Помнится: стол, скамья под окном,
утро ли, вечер ли светлый, неважно...
Входят мужи в одеянье чудном,
сияют кресты на груди у каждого.
В горницу, полную тишины,
солнышком освещенную,
вошли и встали у дальней стены, –
радостно смотрят на меня, некрещеную,
не считавшее сие за беду.
Я книжку любила про попа и балду,
росла Марьей, родства не помнящей,
дудела со всеми в одну дуду,
кричала с друзьями на сонмище:
«Рабы – не мы!» И все же рабе
Божьей радости хватило в бездомье
оставаться памятью в той избе,
как в родовом родительском доме.
* * *
Отпевали мамку Венькину
мамку глупую, красивую,
молодую, несчастливую...
За окном синички тенькали,
заливало церковь солнышком,
Венька съежился воробушком
на скамейке под иконами.
Мужики ворчали сонные:
полтора часа – не менее –
батюшка служил размеренно.
Голосок срывался слабенький,
то взлетая вверх, то падая.
Повторял слова отрадные
Веньке тайно ангел пламенный.
И какие-то мгновения
Венька видел, как воочию! –
шли блажени непорочнии
вместе с мамкой в даль весеннюю.
...И потом, уже за речкою,
на кладбищенской окраине
думал: здесь ли безконечное,
где ни слёз, ни воздыхания?!
И в своей унылой горенке,
все твердил полночи истово
те слова, что ангел горестный
подарил ему таинственно.
Рождество
Марине Ганичевой
В зимней северной глуши
Занесло дороги снегом.
Монастырь моей души
Отдыхает от набегов.
Не ярится злобный тать,
Не летят зажженны стрелы.
Значит, время починять
Потревоженные стены,
Обойти с молитвой двор,
Подсчитать свои потери,
В храм заснеженный, в притвор
Отворить под вечер двери.
Пусто в храме. Полумрак.
Холод плещется волною.
И зияет – силен враг! –
Купол раною сквозною.
Вот и плачь, душа, и жди,
Повздыхай, родная, кротце!
В эту рану от Звезды
Непременно свет прольется.
Даруй, Боже, благодать,
Средь зимы – Господне лето,
В белом столбушке стоять
Немерцающего света!
Из цикла «Северные письмена»
Преображение
...Он приплыл, когда север сгустил холода.
Брызги – жала пчелиного роя.
Вроде август, но темная нынче вода...
И над водами тучи – горою.
Свет не светит. Молчит приграничная Русь.

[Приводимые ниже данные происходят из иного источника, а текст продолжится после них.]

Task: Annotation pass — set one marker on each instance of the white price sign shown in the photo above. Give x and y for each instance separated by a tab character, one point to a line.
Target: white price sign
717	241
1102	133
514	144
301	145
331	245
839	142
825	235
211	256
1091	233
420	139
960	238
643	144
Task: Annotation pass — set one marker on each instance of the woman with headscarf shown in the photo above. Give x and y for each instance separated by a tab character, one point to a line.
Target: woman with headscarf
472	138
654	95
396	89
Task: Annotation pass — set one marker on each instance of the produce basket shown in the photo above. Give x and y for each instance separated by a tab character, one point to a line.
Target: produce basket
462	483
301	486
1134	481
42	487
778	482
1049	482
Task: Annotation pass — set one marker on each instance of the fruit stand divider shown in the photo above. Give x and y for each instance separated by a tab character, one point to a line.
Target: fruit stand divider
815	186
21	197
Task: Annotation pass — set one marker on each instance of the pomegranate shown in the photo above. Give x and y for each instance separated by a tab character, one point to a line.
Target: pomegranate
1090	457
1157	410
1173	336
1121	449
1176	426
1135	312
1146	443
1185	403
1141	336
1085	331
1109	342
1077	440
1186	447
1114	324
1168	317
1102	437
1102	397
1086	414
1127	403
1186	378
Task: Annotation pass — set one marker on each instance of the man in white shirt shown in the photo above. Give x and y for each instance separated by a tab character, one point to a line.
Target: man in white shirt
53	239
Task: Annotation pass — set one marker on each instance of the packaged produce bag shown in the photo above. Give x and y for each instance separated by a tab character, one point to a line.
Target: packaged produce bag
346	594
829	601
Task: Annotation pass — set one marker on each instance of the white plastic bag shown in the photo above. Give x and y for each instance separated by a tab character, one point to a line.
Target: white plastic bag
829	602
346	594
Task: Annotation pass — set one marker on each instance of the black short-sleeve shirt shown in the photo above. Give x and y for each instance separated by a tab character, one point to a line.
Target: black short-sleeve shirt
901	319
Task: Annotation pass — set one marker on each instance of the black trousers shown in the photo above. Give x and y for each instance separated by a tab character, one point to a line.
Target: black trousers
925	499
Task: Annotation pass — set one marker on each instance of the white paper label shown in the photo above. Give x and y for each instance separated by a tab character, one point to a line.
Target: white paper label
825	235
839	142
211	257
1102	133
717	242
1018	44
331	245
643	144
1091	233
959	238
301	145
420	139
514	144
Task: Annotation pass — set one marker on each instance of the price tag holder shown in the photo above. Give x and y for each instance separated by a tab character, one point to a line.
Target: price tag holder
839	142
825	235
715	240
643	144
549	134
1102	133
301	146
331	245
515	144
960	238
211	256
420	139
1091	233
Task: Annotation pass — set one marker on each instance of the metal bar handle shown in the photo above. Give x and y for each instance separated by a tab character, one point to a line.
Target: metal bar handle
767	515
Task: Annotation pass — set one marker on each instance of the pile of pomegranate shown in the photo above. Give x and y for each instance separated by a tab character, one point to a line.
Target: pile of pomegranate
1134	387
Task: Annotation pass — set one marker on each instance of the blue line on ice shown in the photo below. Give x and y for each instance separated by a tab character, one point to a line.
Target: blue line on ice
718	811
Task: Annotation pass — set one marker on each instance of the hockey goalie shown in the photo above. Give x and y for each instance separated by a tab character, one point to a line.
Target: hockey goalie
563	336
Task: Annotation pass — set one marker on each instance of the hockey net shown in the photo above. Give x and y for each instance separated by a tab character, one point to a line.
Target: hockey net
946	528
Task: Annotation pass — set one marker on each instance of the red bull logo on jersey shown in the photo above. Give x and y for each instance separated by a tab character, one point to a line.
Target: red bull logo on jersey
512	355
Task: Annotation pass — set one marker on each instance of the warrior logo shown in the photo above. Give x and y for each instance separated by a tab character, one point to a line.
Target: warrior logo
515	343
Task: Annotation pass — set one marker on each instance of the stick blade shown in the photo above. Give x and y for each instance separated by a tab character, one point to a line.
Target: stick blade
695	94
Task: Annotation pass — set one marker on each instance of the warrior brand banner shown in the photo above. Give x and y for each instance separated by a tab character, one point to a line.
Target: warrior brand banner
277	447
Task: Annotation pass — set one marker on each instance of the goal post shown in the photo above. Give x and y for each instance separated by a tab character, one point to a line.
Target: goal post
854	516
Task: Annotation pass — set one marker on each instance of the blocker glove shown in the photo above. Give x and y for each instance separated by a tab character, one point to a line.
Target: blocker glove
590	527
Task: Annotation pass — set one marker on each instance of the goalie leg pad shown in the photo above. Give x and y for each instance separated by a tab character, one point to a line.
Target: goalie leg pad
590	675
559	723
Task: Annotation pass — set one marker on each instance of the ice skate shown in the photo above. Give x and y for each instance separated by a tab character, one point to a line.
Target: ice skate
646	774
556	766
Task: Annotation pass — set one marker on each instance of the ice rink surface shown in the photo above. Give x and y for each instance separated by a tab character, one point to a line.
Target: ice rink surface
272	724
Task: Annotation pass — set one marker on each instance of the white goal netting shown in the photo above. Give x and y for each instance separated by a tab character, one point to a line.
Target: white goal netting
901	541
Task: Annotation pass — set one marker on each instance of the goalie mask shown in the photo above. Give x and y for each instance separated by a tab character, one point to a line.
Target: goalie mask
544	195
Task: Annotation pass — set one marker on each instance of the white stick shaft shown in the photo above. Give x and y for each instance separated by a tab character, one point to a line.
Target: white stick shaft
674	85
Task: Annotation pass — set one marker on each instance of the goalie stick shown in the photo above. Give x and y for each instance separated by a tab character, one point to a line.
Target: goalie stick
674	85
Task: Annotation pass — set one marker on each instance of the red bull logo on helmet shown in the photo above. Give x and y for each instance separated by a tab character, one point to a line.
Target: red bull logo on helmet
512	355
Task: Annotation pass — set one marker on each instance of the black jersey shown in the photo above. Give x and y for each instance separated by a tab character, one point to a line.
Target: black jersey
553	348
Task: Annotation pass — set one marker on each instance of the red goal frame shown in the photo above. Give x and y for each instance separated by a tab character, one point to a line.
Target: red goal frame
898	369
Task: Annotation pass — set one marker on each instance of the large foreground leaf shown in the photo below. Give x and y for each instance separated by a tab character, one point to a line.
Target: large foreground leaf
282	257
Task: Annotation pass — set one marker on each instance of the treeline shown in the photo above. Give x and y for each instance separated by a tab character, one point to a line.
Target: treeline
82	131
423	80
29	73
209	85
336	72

Берег моря открыт и пустынен...
И сказал: «Коли плачу я так и томлюсь,
Свет-то есть, да на горней вершине.
Высоко! Я же точно в колодце на дне...»
Помолился...
«Господь Всемогущий,
Ты же знаешь, как здесь хорошо по весне!..»
И построил для Господа кущу
Там, где остров не так продуваем и гол,
Там, где сосны и скалы оградой...
Крест из веток смолистых, да камень – престол,
Да в коричневой плошке – лампада...
Словно в Божьих ладонях, заснул на земле...
Буря ветры ломала о скалы...
Бездны Бога хвалили, и всюду во мгле
Тварь безликая трепетала:
Се, грядут времена!..
И дробить, и колоть
Будут иноки скалы упрямо...
И отдаст просветленную новую плоть
Белый остров на белые храмы.
И когда дни настанут – пусты и черны,
И падут с неба звезды...
Ликуя,
Малый камень, обломок церковной стены,
Будет петь и в огне «Аллилуйя!»
И сотрется имен и названий словарь...
Но по-прежнему верная Чуду,
«Не забуди!» – восплачет безликая тварь.
И услышит в ответ: «Не забуду».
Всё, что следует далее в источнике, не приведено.